Holographic images flickered above consoles and the chart table as the shuttle was drawn closer and then pulled into the dark rectangle of the airlock. A glass door slid shut. Sensors on the shuttle registered a forcefield differential pushing it “down”—substituting for gravity to within 0.68 Earth standard—and then the sensors recorded atmosphere rushing into the large airlock chamber. It was as breathable as the air at Ilium.

“Radio, maser, and quantum telemetric data is quite clear,” reported Cho Li. “The glass of the city wall does not block it.”

“He’s not in the city yet,” grumbled General Beh bin Adee. “He’s just in the airlock. Don’t be surprised if the Voice cuts off transmissions as soon as Odysseus is inside.”

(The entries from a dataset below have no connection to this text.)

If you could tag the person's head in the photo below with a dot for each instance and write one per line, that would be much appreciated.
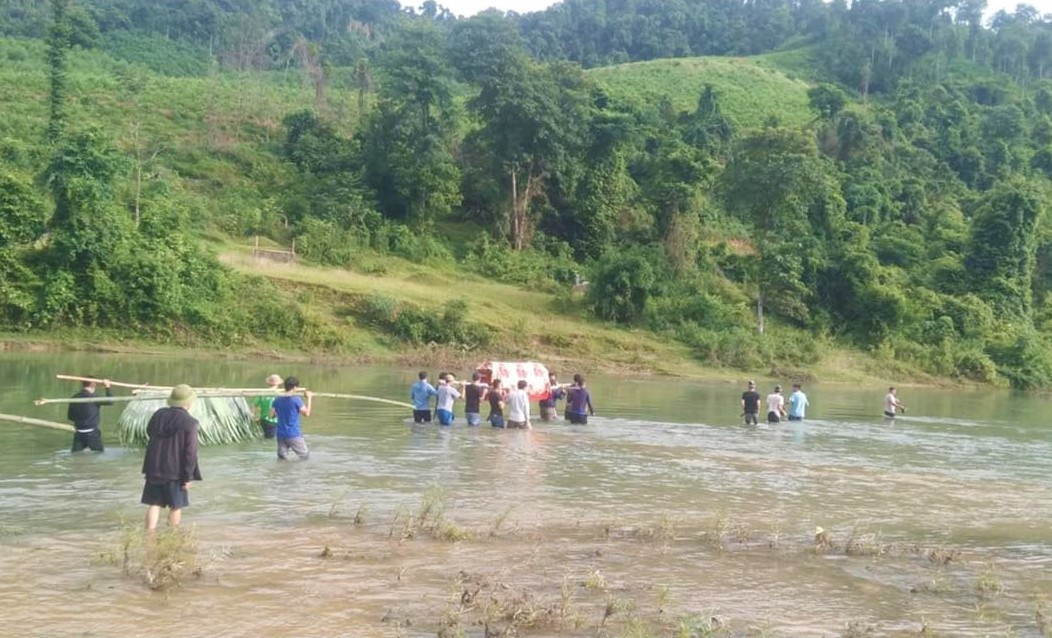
(182, 396)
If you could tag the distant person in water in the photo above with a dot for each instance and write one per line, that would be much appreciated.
(287, 409)
(579, 402)
(473, 394)
(518, 402)
(447, 395)
(750, 404)
(496, 398)
(797, 403)
(421, 394)
(775, 405)
(549, 412)
(262, 405)
(891, 403)
(170, 463)
(86, 418)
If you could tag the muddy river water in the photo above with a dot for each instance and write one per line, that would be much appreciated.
(664, 517)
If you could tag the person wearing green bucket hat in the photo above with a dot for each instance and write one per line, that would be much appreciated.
(170, 464)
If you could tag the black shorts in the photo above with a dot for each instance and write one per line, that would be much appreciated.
(92, 440)
(165, 494)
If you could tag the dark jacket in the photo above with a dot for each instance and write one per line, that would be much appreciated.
(85, 416)
(172, 451)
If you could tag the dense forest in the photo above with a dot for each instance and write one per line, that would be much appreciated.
(906, 217)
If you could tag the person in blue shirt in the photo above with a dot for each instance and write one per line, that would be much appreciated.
(797, 403)
(421, 394)
(287, 409)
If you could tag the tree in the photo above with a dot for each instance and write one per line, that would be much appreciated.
(59, 41)
(1002, 252)
(774, 180)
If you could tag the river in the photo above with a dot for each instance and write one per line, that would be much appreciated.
(664, 517)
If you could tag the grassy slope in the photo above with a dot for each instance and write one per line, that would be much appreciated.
(218, 135)
(751, 90)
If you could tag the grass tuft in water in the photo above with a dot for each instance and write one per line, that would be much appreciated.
(988, 583)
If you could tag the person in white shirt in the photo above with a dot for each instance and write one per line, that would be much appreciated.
(891, 403)
(775, 405)
(518, 406)
(447, 394)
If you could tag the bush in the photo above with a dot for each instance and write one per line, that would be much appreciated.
(416, 325)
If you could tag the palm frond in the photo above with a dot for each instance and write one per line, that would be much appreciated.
(223, 420)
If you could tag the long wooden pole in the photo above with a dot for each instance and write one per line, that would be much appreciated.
(220, 394)
(39, 422)
(114, 383)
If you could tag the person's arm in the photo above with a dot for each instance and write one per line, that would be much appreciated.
(188, 457)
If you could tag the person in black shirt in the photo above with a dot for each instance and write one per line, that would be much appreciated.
(85, 418)
(473, 394)
(750, 404)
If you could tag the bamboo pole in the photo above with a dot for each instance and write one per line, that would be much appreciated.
(210, 395)
(39, 422)
(114, 383)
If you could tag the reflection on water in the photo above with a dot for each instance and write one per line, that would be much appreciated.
(664, 509)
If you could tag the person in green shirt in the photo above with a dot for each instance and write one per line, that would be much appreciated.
(267, 422)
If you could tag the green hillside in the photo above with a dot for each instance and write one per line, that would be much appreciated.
(751, 90)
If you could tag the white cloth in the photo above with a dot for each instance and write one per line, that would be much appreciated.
(447, 394)
(518, 405)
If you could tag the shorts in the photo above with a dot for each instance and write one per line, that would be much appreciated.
(165, 494)
(297, 444)
(577, 419)
(87, 439)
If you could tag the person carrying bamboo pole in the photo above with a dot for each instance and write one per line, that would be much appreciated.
(170, 462)
(287, 409)
(86, 417)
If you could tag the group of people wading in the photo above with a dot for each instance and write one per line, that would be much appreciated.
(508, 406)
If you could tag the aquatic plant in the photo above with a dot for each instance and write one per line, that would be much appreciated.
(222, 420)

They watched on the subjective skin cameras—and so did everyone aboard the dropship some fifty thousand kilometers away—as Odysseus uncoiled from the small space, stretched, and began walking toward an interior door. Although wearing soft shipsuit clothing, the human had insisted over all the moravecs’ protests on bringing his round shield and short sword. The shield was raised now and the sword was ready as the bearded man approached the brightly illuminated door.

“Unless anyone has any further need to study Jerusalem or the neutrino beam, I’ll set course for Europe now,” Suma IV said over the intercom.

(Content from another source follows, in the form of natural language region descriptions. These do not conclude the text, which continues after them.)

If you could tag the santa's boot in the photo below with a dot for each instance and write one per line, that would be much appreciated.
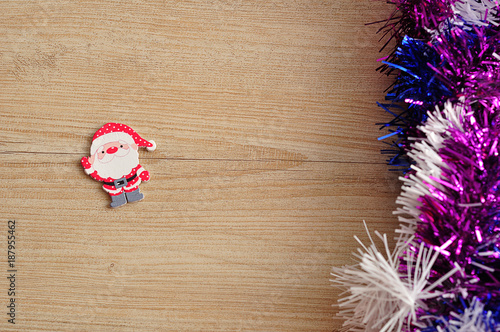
(118, 200)
(134, 196)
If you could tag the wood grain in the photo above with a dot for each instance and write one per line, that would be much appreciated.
(267, 161)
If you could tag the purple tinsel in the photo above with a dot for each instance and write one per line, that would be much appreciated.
(447, 55)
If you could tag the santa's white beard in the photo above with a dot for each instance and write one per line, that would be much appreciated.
(115, 166)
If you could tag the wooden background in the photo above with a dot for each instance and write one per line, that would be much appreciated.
(267, 161)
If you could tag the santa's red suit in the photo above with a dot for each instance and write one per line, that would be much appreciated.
(113, 156)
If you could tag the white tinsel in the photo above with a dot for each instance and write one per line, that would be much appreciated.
(428, 165)
(478, 13)
(378, 297)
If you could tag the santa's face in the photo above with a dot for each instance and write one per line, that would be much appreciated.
(115, 159)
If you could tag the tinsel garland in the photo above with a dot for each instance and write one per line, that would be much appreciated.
(444, 272)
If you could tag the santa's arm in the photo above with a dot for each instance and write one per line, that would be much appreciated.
(143, 174)
(87, 167)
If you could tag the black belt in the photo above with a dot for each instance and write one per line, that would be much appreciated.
(120, 182)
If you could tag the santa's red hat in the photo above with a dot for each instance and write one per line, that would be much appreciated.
(112, 132)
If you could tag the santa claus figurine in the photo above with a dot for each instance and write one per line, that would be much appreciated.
(114, 160)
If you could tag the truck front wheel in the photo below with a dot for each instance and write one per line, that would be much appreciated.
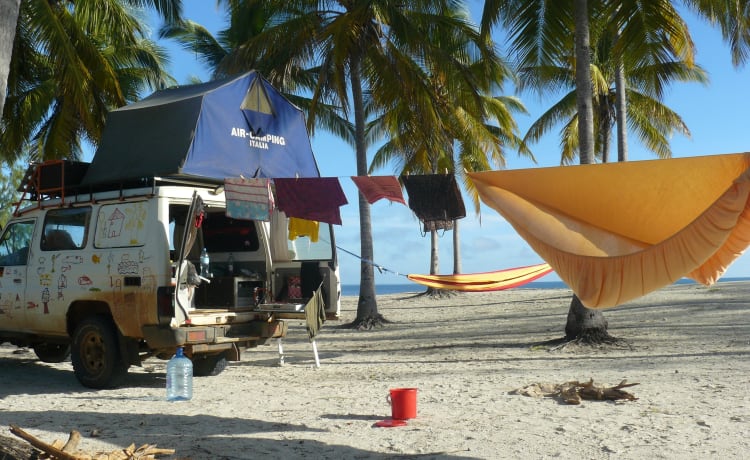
(97, 361)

No one protested, although Mahnmut was busy describing the colors of the Old City of Jerusalem to Ophu—the reds of the late afternoon sun on the ancient buildings, the gold gleaming of the mosque, the clay-colored streets and dark gray shadows of the alleys, the shocking, sudden green of olive groves here and there, and everywhere the slick, wet, slimy green of the amphibian creatures.

The dropship accelerated to Mach 3 and headed northeast toward the old capital of Dimashq in what had once been called Syria or the Kahn Ho Tep Province of Nyainqêntanglha Shan West, Suma IV keeping a distance between the aircraft and the dome of nullifying energy over the dried-up Mediterranean. As they covered the length of old Syria and banked sharply left to head west along the Anatolian Peninsula over the bones of old Turkey, the ship fully stealthed and doing a silent Mach 2.8 at an altitude of thirty-four thousand meters, Mahnmut suddenly said, “Can we slow down and orbit near the Aegean coast south of the Hellespont?”

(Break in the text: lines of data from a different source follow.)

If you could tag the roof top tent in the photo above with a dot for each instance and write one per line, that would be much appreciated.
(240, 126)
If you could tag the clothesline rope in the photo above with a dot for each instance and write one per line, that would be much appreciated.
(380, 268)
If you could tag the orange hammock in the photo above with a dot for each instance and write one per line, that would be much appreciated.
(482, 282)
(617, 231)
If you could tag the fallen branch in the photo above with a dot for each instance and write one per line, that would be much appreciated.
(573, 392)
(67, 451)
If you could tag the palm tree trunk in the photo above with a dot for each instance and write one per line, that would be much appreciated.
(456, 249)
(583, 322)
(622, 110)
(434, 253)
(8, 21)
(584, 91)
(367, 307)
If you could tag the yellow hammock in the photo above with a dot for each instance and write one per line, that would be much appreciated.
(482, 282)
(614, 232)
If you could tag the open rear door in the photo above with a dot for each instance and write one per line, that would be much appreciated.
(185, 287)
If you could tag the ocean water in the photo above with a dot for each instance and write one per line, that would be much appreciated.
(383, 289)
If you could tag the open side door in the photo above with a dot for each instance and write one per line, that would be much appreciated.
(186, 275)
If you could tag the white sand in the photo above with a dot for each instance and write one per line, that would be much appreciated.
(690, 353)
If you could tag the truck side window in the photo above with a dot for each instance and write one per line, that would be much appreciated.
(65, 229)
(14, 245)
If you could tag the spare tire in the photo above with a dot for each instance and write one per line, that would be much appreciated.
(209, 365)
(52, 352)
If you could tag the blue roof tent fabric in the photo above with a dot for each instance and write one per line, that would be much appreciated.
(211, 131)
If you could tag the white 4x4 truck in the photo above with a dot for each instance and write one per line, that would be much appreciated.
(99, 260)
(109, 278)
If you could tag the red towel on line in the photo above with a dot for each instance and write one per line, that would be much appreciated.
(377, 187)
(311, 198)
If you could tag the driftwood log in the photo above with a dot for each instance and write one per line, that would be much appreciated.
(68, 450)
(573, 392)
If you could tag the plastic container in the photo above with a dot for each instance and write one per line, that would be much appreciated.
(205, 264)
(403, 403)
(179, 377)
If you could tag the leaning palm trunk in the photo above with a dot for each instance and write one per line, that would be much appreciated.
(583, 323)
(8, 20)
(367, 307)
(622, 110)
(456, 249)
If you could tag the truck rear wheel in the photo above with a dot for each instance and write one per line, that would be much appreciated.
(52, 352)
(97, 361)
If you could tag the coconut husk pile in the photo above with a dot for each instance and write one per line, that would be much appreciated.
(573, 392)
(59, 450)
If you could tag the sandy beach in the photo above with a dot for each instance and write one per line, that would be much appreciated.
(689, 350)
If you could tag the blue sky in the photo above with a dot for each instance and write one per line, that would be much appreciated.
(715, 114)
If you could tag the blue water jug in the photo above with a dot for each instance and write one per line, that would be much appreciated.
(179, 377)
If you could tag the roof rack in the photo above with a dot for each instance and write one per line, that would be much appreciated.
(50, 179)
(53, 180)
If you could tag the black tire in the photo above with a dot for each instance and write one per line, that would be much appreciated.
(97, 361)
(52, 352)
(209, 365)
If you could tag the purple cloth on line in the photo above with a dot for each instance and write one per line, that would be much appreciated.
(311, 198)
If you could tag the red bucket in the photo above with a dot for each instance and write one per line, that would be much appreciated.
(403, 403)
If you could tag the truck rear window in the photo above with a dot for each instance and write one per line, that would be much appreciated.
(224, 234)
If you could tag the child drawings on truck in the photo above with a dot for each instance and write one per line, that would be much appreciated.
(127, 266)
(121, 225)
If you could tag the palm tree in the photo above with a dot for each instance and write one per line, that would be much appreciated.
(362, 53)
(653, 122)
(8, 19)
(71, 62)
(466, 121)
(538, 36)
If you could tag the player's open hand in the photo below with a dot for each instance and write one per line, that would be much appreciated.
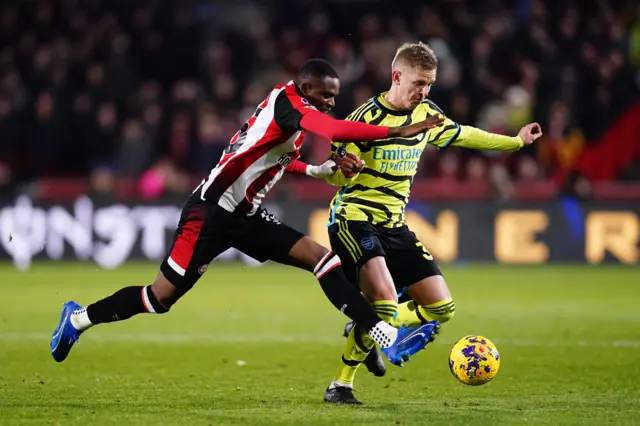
(350, 164)
(417, 128)
(530, 133)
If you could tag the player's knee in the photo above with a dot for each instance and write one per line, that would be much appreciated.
(376, 281)
(441, 314)
(162, 294)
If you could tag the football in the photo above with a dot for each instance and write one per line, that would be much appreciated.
(474, 360)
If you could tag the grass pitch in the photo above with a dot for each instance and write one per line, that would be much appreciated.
(259, 346)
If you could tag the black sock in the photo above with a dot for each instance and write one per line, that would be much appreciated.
(123, 304)
(344, 296)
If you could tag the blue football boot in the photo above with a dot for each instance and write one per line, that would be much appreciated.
(410, 341)
(65, 334)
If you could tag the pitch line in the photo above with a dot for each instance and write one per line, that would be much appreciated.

“We can,” replied Suma IV over the intercom, “but we’re behind schedule for our survey of the blue-ice city in France. Is there something along the coast up here that’s worth our detour and time?”

“The site of Troy,” said Mahnmut. “Ilium.”

The dropship began decelerating and losing altitude. When it reached the crawling pace of three hundred kilometers per hour—and with the brown and green of the emptied Mediterranean approaching fast and the water of the Hellespont to the north—Suma IV retracted the stubby delta wings and unfolded the hundred-meter-long, multiplaned gossamer wings with their slowly turning propellers.